Recognition Code-Assisted Discovery of regulatory Elements (http://rcade.ccbr.utoronto.ca/)
Motif discovery from ChIP-seq data is often limited by presence of non-targeted transcription factor motifs, as well as similarity of peak sequences due to common ancestry rather than common binding factors. The latter aspect particularly affects a large number of proteins from the Cys2His2 zinc finger (C2H2-ZF) class of transcription factors, as their binding sites are often dominated by endogenous repeat elements (EREs) that have highly similar sequences. To overcome these limits, RCADE combines predictions from a DNA recognition code of C2H2-ZFs with ChIP-seq data to identify models that represent the genuine DNA binding prefer-ences of C2H2-ZF proteins.
- Unix-compatible OS
- R version 3.0.1 or later (http://www.r-project.org/)
- R “randomForest” library (http://cran.r-project.org/web/packages/randomForest/index.html)
- GNU-compatible MAKE software (https://gcc.gnu.org/)
- MEME Suite (http://meme.nbcr.net/meme/downloads.html)
- Step 1. To install the program, extract the package, and run the "make" command.
- Step 2. Change the value of line 7 of the “RCOpt.sh” script to where the executable MEME files are located on your computer.
To test the pipeline, execute this command:
bash RCOpt.sh MyTestJob examples/CTCF/CTCF.fasta examples/CTCF/GSM1407629.top500summits.500bp.fasta
This should create a “./out/MyTestJob” folder, with the RCADE output files described below.
Use the RCOpt.sh script to run RCADE on your dataset:
bash RCOpt.sh jobName fastaC2H2 fastaChIP
The argument jobName is a unique identifier for your job.
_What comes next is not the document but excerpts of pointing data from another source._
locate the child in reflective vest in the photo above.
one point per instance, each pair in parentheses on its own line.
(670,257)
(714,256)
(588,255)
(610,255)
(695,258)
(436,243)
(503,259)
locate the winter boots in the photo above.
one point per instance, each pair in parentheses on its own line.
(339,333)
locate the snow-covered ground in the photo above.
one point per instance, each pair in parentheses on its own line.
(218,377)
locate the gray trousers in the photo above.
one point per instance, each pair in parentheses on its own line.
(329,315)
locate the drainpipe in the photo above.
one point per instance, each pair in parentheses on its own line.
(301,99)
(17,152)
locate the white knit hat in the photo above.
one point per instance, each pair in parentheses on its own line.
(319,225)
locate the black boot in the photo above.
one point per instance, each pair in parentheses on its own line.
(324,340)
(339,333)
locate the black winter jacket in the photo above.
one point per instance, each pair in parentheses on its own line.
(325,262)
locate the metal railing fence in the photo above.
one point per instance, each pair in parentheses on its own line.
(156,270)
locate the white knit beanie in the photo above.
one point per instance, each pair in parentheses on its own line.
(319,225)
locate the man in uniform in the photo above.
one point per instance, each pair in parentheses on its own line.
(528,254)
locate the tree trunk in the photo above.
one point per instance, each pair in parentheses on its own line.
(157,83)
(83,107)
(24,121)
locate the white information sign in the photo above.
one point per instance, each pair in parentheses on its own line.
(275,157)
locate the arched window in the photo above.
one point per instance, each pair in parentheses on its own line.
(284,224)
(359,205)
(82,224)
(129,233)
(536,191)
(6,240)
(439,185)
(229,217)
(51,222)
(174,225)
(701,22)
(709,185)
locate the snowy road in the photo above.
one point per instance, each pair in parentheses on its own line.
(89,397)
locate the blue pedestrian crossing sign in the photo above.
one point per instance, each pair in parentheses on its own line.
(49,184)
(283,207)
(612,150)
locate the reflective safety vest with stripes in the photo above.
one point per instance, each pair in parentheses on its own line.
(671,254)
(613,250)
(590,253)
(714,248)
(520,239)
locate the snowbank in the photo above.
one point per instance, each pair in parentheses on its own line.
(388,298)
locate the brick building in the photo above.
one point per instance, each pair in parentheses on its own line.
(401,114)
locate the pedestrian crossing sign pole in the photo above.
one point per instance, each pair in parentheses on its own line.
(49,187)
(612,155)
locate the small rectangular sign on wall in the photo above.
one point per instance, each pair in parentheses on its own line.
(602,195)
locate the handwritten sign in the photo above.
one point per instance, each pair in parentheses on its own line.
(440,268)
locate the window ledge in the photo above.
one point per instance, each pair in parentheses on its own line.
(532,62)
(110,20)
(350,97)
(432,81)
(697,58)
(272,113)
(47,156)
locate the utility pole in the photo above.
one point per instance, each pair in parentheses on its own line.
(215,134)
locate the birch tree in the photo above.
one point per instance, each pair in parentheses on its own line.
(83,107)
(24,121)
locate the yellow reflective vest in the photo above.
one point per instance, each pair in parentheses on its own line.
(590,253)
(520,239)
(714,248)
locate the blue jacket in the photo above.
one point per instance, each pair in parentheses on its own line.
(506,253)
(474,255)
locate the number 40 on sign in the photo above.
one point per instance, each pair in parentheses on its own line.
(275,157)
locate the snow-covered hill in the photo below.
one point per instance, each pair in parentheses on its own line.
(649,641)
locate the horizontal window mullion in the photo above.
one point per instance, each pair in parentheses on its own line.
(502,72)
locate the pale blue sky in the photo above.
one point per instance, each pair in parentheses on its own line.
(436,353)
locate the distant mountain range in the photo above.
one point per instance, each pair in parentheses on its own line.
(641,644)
The output files of RCADE will be placed in "./out/jobName". These files will include:
- results.ps: A postscript file that visualizes a summary of the optimization results. RCADE identifies several motifs from the ChIP-seq data, which are sorted in this file based on their AUROC values for distinguishing ChIP-seq peaks from dinucleotide-shuffled sequences. For each motif, the corresponding zinc fingers are shown on the top (for example, CTCF:3-7 means that zinc fingers 3-7 of the CTCF protein are used for predicting the initial seed motif that is then optimized). The seed motif that is directly predicted from protein sequence is then shown, followed by the motif that is optimized based on ChIP-seq data. The AUROC value for each motif, the associated p-value, as well as the Pearson similarity of the seed and optimized motifs are also shown.
- results.opt.ps: Same as the above output, except that it only includes the top-scoring optimized motif.
- results.opt.PFM.txt: A text file containing the PFM of the top-scoring optimized motif, in a format similar to what is used in the CisBP database (http://cisbp.ccbr.utoronto.ca/).
- results.opt.PFM.meme.txt: A text file containing the PFM of the top-scoring optimized motif, in a format suitable for the MEME suite (http://meme.nbcr.net/meme/).
- results.PFM.txt: A text file containing all seed motifs and their optimized versions (the optimized motif names end with the phrase “opt”). The motifs are in CisBP format.
- results.report.txt: A report table, summarizing the optimization results for the motifs.
- log.info.txt: A short summary of warning/error/info messages.